Como tudo começou

16/03/10

MIRANDA DO DOURO (2ª PARTE)

Este é o nosso segundo encontro para um passeio nocturno pelas ruas de Miranda do Douro. A primeira parte já foi mostrada aqui no blog em 06/12/09 e, se a quiser rever apenas terá que clicar aqui. A beleza das imagens captadas pelo nosso amigo Fausto Andrade e o som que as acompanha dispensa, de novo, qualquer comentário.
Na eventualidade de, no vídeo, haver alguma dificuldade na leitura dos textos que correspondem aos slides 2 e 12 resolvemos transcrevê-los neste apontamento.
Podem, também, fazer a paragem do vídeo durante o tempo preciso para a leitura dos referidos textos.

video


ANTIGO PAÇO EPISCOPAL –séc. XVII - (Slide 2)
Os primeiros bispos de Miranda tiveram de habitar no Castelo. Só em 1601 se inicia a construção do Paço Episcopal e do Seminário. Quando ficou pronto, mais de um século depois, a sua opulência não era inferior à da Sé, cujo estilo, renascentista, imitou. O Paço desenvolvia-se em torno de um pátio central, cingido por um claustro em arcada rebaixada, sobre colunas monolíticas. E, embora muito abalado por incêndios sucessivos, durante os sécs. XVII e XVIII, foi a transferência definitiva da sede da Diocese para Bragança, em 1780, que o fez entrar em ruína acelerada. A sombra da sua monumentalidade projecta-se ainda hoje no claustro e no pórtico do Seminário. Mas, não obstante o estado de ruína, o seu poder simbólico mantém-se porque os bispos continuaram sempre a gravar o seu nome no respectivo memorial, à entrada do pórtico renascentista do primeiro Paço Episcopal da Diocese.

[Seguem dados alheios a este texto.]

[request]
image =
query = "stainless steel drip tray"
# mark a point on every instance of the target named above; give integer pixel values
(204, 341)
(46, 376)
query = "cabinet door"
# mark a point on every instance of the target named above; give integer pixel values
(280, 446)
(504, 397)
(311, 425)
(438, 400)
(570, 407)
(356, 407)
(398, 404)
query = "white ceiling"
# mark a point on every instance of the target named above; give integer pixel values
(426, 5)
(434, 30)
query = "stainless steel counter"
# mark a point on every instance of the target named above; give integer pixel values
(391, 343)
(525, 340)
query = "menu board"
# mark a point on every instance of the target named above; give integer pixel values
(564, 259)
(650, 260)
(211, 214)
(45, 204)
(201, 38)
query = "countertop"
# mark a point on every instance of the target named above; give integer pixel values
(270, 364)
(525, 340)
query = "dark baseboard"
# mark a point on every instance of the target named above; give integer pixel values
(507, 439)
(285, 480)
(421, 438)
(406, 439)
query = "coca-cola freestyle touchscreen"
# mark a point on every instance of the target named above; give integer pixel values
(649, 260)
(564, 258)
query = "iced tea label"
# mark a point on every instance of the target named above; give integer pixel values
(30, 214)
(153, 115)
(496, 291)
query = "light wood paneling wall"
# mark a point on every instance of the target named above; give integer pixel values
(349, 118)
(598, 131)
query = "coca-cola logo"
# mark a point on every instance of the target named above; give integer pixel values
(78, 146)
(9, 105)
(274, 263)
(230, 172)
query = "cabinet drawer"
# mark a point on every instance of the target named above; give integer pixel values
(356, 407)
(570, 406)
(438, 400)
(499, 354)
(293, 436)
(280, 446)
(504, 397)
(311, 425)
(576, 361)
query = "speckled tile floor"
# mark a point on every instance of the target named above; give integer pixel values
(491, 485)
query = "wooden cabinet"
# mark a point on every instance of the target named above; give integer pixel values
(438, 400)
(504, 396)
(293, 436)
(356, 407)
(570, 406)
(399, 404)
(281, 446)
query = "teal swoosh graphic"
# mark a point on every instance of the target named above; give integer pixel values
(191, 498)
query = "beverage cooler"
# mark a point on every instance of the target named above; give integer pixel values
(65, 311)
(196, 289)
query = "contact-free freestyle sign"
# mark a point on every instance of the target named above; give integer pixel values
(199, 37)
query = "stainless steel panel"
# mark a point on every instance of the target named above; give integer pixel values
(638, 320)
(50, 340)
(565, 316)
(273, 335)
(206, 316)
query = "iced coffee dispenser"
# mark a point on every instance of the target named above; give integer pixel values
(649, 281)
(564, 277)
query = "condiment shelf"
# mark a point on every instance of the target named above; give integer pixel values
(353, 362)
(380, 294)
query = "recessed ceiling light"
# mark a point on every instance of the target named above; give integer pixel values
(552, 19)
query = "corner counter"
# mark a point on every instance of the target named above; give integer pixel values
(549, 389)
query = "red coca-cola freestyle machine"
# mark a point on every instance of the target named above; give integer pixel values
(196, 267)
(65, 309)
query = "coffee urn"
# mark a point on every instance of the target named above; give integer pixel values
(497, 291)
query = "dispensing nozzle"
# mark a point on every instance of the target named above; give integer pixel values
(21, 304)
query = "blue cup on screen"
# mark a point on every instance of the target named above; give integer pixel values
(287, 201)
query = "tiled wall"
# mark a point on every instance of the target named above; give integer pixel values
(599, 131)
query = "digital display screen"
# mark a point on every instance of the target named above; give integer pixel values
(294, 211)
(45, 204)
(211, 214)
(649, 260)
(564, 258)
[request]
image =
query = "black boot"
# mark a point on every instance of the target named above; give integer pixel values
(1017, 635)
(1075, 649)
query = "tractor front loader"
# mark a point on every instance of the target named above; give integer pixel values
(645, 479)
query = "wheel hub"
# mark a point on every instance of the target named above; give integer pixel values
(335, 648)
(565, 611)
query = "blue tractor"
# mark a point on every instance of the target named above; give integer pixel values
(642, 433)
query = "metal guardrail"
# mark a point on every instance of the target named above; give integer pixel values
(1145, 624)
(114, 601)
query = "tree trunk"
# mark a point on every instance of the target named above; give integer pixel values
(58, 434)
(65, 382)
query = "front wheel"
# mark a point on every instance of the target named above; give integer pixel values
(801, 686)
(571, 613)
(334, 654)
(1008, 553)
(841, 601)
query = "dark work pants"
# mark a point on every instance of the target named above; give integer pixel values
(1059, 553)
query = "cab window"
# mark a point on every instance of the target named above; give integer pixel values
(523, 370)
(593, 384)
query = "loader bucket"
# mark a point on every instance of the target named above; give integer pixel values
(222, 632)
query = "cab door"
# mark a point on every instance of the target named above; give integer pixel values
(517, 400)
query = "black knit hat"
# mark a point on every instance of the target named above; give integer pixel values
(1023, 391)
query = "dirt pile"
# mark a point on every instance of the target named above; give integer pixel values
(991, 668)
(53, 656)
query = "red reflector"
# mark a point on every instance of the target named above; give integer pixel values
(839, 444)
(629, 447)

Antiga Sé –sécs. XVI e XVIII - (Slide 12)
Até meados do séc. XVI, a dimensão da Arquidiocese de Braga não permitia ao pastor apostólico visitar regularmente o seu rebanho transmontano, muito afastado. Por isso, o Papa Paulo III, a pedido de D. João III, fundou em 1545 a nova diocese de Miranda. A Igreja de Santa Maria, dos finais do séc. XIII, dava assim lugar (e a pedra) à nova Sé, cujo projecto foi elaborado pelos arquitectos Gonçalo de Torralvae Miguel Arruda, muito bem aconselhados pelo próprio Rei, que, como monarca do Renascimento, era um apaixonado pela arquitectura. A primeira pedra foi colocada no dia 24 de Maio de 1552, mas o lajeado do pátio só ficou pronto em 1620, ou 1621. A capela-mor é de meados do séc. XVIII. Templo majestoso, de três naves e transepto, foi a Sé que trouxe o Renascimento para Miranda, muito embora as abóbadas de cruzaria sejam ainda subsidiárias do gótico medieval. O retábulo de S. Bento, (séc. XVI), o do altar-mor, um dos mais imponentes conjuntos esculturais maneiristas do séc. XVII, da escola de Gregório Hernandez, de Valladolid, e o Menino Jesus da Cartolinha(séc. XVIII) fazem parte do recheio da catedral. Mas, numa cidade exígua, ainda tão esmagada pela cerca medieval, a antiga Sé aparece-nos, de repente, como uma escultura imponente, cujos efeitos de surpresa e espectacularidade são os elementos essenciais.

Nota: Uma vez mais sentimo-nos muito felizes pela oportunidade de mostrar um trabalho com a qualidade a que este amigo F. Andrade já nos habituou.
M.A.

1 comentário:

Quica disse...

Na verdade é de admirar as belas fotografias que esse senhor nos presenteia. Tem olho de artista.